The largest bankruptcy filing in the US crashed stock markets worldwide, punctured the confidence of global central banks and corporates, following which the US Federal Reserve injected liquidity to contain the financial shock. The recovery was slow. The global financial crisis—also referred to as the great recession—brought severe and permanent economic changes to the world.
“While the credit rating regulations were brought in (which India to her credit had in place before the crisis), there was more scrutiny over operations—separated ratings agencies from advisory services—to ensure there was no conflict of interest,” says Madan Sabnavis, chief economist, Bank of Baroda.
India was less affected by the crisis as regulators were cautious about financial engineering. “Products like credit default swap (CDS), collateralised debt obligations (CDO), mortgage-backed security (MBS) were in their infancy then,” adds Sabnavis.

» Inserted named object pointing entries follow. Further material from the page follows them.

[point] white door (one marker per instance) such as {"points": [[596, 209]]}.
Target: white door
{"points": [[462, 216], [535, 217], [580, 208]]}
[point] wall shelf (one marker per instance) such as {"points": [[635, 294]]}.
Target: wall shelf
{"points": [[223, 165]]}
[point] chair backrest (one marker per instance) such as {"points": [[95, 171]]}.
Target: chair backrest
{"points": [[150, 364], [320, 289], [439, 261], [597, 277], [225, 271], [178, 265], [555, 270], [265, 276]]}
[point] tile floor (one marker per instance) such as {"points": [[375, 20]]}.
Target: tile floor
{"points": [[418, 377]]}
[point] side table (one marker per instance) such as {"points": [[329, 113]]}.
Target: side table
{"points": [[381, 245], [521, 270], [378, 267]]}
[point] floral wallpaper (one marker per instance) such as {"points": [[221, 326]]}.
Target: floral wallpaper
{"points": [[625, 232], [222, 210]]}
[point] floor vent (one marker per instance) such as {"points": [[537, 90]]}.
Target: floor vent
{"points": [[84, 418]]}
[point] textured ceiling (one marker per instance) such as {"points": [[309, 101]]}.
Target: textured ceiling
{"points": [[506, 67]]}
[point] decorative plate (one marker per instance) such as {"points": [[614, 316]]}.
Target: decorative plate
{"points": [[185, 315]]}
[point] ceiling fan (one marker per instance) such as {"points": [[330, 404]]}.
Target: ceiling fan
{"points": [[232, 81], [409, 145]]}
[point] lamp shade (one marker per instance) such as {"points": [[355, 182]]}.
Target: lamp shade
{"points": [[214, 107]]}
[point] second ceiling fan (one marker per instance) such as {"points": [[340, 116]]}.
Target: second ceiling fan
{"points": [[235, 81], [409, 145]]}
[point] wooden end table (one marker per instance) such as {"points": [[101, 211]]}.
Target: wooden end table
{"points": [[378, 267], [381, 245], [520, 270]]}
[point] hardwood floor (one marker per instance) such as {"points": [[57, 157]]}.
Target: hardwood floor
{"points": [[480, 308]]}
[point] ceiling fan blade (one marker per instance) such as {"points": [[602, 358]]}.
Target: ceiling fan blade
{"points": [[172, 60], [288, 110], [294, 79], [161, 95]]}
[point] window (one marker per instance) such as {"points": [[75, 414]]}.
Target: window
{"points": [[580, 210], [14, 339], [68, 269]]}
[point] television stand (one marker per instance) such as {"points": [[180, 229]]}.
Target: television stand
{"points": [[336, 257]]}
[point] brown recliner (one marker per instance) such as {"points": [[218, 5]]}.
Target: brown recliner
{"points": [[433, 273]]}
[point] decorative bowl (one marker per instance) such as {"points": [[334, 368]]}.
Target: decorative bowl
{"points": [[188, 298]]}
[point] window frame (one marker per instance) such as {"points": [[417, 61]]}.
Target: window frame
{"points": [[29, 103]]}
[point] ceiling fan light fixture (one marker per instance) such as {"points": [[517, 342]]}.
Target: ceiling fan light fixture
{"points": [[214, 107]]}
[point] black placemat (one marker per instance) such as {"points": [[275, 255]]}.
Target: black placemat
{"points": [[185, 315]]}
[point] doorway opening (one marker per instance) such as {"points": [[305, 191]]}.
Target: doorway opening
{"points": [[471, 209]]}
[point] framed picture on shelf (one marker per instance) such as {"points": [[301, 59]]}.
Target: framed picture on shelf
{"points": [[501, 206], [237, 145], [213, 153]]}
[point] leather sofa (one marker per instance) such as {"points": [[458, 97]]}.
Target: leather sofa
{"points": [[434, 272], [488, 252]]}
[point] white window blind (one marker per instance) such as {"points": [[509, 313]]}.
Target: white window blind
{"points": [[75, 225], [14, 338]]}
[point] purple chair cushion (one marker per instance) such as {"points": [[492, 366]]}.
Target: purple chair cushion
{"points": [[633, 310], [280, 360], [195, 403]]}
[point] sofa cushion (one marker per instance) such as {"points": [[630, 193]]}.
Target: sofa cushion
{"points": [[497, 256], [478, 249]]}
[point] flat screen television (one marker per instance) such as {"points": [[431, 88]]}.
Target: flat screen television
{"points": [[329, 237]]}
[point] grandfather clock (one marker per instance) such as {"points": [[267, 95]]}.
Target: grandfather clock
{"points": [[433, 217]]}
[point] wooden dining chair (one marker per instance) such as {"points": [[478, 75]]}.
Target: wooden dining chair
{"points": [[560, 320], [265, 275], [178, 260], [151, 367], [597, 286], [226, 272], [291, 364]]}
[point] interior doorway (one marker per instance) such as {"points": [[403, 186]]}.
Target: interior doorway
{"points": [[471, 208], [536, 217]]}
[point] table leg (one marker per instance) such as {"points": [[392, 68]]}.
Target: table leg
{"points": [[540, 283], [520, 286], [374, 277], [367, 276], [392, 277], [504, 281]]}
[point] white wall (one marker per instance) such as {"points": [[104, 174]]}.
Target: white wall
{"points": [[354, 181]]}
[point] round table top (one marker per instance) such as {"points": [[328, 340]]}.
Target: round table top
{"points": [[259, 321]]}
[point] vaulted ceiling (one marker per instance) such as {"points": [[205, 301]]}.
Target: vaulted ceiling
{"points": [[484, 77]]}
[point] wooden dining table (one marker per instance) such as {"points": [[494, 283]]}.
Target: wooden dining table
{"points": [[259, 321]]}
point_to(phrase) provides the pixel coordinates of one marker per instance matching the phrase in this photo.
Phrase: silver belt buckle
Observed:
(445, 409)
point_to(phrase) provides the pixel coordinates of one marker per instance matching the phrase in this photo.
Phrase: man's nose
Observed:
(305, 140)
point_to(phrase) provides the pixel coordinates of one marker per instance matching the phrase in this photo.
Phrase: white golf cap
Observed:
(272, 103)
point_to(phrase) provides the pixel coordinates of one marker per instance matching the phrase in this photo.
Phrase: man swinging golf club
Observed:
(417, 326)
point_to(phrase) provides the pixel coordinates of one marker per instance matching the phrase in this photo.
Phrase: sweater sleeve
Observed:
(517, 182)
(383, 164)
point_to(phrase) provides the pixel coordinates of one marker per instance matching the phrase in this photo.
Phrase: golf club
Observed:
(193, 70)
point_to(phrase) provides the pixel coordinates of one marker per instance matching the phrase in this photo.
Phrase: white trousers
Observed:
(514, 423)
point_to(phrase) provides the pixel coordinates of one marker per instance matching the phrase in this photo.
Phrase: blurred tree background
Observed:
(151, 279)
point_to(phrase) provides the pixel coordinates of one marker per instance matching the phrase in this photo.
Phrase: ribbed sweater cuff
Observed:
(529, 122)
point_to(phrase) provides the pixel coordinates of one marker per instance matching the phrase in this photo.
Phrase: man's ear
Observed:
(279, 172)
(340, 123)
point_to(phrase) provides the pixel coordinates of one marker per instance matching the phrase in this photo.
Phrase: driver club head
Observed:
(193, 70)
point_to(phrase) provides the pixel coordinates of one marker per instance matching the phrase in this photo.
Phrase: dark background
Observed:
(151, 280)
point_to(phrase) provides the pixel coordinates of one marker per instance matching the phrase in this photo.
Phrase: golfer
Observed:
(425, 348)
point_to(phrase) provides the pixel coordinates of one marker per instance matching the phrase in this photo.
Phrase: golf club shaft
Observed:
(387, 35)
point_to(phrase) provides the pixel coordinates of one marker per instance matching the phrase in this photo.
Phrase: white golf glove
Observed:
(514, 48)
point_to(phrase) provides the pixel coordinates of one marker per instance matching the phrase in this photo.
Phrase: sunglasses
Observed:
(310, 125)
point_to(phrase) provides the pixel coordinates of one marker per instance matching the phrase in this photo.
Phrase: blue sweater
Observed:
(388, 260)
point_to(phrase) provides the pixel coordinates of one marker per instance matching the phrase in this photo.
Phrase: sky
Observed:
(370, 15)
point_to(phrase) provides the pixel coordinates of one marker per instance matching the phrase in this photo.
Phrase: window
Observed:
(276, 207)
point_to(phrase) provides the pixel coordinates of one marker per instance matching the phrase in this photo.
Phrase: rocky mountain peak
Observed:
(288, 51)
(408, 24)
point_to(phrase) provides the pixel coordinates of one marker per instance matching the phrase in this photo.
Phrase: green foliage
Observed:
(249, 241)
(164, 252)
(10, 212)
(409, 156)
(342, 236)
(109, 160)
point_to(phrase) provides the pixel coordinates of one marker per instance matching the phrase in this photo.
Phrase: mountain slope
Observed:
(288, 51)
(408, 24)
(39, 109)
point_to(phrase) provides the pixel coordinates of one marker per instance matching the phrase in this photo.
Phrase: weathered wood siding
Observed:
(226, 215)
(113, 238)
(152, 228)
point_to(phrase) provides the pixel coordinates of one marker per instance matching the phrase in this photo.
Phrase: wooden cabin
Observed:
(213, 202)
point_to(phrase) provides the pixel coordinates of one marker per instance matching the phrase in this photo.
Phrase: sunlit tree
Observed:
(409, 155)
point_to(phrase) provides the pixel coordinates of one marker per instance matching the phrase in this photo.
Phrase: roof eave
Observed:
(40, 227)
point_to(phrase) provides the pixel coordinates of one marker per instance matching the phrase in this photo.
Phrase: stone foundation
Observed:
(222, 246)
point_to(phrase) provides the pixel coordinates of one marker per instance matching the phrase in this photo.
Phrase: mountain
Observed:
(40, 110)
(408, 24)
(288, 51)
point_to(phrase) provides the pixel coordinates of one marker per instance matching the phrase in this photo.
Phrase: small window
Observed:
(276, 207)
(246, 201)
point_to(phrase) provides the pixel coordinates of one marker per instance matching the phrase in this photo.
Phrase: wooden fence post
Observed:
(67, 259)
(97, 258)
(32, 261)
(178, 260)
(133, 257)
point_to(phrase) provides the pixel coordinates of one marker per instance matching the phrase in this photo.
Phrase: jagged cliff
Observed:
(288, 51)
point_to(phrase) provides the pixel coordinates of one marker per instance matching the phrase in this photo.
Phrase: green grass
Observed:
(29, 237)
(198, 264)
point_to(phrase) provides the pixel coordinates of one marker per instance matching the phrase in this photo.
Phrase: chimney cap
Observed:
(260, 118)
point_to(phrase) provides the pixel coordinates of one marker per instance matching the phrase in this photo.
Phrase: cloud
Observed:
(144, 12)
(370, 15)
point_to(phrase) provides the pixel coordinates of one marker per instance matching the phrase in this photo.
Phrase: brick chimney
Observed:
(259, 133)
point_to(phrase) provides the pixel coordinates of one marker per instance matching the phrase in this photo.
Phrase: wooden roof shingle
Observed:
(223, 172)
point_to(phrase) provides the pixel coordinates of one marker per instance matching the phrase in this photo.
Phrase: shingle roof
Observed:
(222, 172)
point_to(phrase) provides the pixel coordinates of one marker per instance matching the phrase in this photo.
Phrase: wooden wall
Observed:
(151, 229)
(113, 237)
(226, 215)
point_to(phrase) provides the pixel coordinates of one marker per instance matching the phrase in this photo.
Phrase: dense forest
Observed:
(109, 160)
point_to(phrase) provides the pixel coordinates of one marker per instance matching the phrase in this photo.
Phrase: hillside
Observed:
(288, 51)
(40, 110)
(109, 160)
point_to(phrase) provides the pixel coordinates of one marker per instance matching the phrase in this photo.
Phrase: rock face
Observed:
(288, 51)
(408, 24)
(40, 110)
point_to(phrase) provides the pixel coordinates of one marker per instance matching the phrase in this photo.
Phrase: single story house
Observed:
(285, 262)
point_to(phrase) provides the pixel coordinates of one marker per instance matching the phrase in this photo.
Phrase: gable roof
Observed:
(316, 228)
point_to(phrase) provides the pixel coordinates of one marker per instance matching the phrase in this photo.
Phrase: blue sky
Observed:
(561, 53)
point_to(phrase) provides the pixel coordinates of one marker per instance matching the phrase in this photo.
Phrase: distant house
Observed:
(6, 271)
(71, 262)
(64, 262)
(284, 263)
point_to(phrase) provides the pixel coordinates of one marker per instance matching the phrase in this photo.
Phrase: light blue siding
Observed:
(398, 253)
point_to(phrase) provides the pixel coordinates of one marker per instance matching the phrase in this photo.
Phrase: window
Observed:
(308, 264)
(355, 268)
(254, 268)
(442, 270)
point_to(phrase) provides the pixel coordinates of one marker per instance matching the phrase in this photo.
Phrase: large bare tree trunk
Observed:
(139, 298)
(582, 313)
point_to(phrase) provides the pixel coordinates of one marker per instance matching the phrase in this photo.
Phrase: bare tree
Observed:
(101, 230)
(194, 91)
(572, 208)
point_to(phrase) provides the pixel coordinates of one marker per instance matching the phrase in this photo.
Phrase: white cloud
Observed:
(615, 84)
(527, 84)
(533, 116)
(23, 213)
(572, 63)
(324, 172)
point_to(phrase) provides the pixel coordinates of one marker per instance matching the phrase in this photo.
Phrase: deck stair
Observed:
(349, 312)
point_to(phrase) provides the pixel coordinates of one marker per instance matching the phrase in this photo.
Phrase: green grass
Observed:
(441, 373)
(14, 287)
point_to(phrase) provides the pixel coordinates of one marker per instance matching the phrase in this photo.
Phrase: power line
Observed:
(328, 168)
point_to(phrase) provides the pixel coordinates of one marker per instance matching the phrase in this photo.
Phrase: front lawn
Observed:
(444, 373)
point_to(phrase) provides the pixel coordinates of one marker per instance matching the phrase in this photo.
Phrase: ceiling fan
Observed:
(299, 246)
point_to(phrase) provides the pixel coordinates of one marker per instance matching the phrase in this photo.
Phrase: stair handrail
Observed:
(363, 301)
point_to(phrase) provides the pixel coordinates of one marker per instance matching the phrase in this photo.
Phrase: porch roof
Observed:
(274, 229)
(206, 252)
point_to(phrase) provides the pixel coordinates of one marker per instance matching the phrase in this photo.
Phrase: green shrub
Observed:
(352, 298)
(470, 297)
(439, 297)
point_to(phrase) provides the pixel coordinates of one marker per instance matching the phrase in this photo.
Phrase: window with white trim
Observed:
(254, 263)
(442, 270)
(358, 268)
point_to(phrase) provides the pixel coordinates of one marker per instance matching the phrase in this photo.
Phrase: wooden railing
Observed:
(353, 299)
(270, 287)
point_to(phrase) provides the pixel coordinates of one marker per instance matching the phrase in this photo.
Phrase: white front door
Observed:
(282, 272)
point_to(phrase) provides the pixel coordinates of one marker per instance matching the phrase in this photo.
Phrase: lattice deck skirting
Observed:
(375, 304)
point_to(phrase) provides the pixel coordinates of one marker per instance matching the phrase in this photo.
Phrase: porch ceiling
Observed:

Companies became more conservative in their capital structure and spends. “The Insolvency and Bankruptcy Code (IBC) is an outcome of the misallocation of capital that happened in the previous decade and the urgent need to find a way to help banks resolve non-performing assets (NPAs) and bring productive assets back...the government resorted to fiscal stimulus, resulting in high inflation and a weakening of the sovereign, reflecting in a sharp tumble in the currency,” says Vetri Subramaniam, chief investment officer, UTI AMC.